Chem. 2005, 53, 7950-7957; (b) M. Lopez, L. Edens, J. Agric. Food Chem. 2005, 53,

7944-7949.

[2] D. V. Besedin, G. N. Rudenskaya, Russ. J. Bioorg. Chem. 2003, 29, 1-17.

[3] T. Chang, D. Y. Jackson, J. P. Burnier, J. A. Wells, Proc. Natl. Acad. Sci. U. S. A. 1994, 91, 12544-12548.

Summary

This thesis describes a section of the chemoenzymatic peptide synthesis project, which has been performed within the framework of the NWO-IBOS programme. The integration of Biosynthesis and Organic Synthesis is the central approach to synthesise peptides in a sustainable and efficient way. This is important, because peptides make up a growing segment of drugs within the pharmaceutical industry, but the development of improved production methods lags behind.
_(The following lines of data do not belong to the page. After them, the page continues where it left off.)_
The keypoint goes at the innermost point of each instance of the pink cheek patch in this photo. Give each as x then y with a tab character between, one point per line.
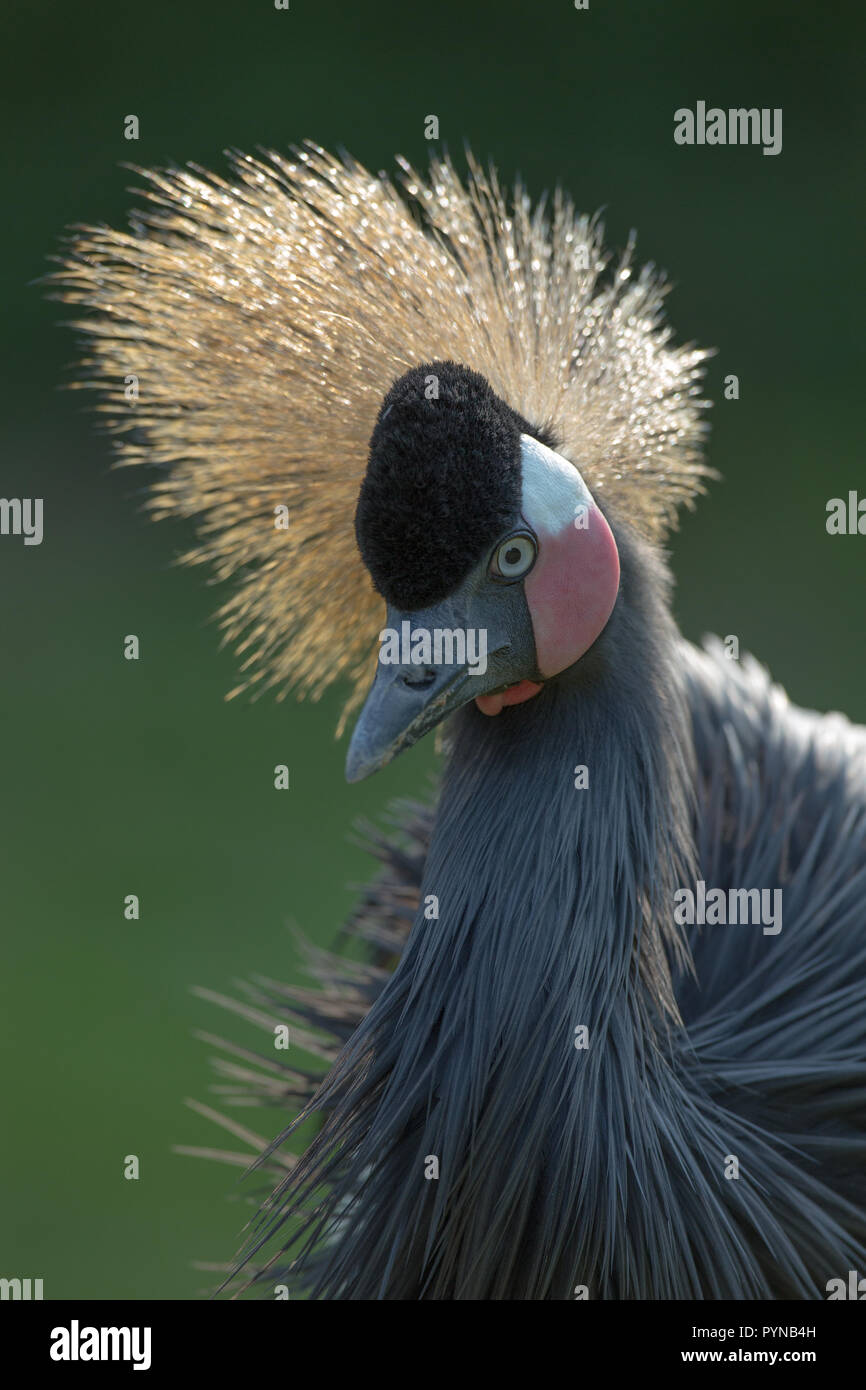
572	590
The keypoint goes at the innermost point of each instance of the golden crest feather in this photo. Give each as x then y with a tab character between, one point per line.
266	319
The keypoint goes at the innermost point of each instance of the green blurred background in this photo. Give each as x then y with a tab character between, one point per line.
136	777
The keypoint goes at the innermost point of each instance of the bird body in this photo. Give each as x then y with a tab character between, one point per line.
565	1089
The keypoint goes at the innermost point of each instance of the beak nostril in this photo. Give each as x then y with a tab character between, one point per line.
419	677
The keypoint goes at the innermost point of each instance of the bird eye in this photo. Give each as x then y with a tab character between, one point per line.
515	556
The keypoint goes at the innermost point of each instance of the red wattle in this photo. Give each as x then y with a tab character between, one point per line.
513	695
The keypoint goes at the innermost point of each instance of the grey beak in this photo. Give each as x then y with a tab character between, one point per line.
409	697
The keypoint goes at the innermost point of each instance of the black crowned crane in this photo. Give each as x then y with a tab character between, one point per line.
565	1086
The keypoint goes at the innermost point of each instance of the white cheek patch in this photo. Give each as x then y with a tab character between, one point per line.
553	494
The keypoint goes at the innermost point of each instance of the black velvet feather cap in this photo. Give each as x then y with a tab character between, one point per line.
442	483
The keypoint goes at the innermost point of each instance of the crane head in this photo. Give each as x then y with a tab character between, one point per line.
498	569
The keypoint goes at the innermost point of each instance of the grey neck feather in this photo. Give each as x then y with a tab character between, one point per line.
553	915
Peptides are composed of amino acids, which can be coupled both in a chemical and enzymatic way. An overview of these procedures is provided in Chapter 1. In addition, special attention is paid to the substrate mimetics strategy, which was taken as a starting point for the research described in this thesis. The substrate mimetics strategy combines the advantages of chemical synthesis (almost unlimited choice of amino acids) with the benefits of enzymatic synthesis (region- and stereospecific, mild reaction conditions). In practice, this is realised by equipping amino acids with an additional universal moiety, the so-called mimetic, resulting in recognition by the enzyme.

Figure 1 Principle of the substrate mimetics strategy

A well-known mimetic from literature is the guanidinophenyl ester (OGp), which, by resembling the amino acid arginine, is specifically recognised by the enzyme trypsin (Figure 1). Until now, OGp has been mainly applied in small-scale academic research. However, to make this concept of substrate mimetics applicable for large-scale industrial processes, a simple and cheap replacement of OGp is required. Preferably, it should be possible to install the mimetic enzymatically in the amino acid of choice.

Our quest for an alternative mimetic commenced in a fairly fundamental way by investigating whether OGp would prove a suitable mimetic for papain, a cysteine protease with a broader specificity than trypsin (Chapter 2). A less specific enzyme may allow more variation in the structure of the mimetic without losing activity. As a test substrate Z-Gly- OGp was synthesised and subjected to a chemoenzymatic reaction with papain in the presence of H-Phe-NH2 as acyl acceptor under aqueous conditions (Scheme 1). The reaction was followed in time and analysed using HPLC.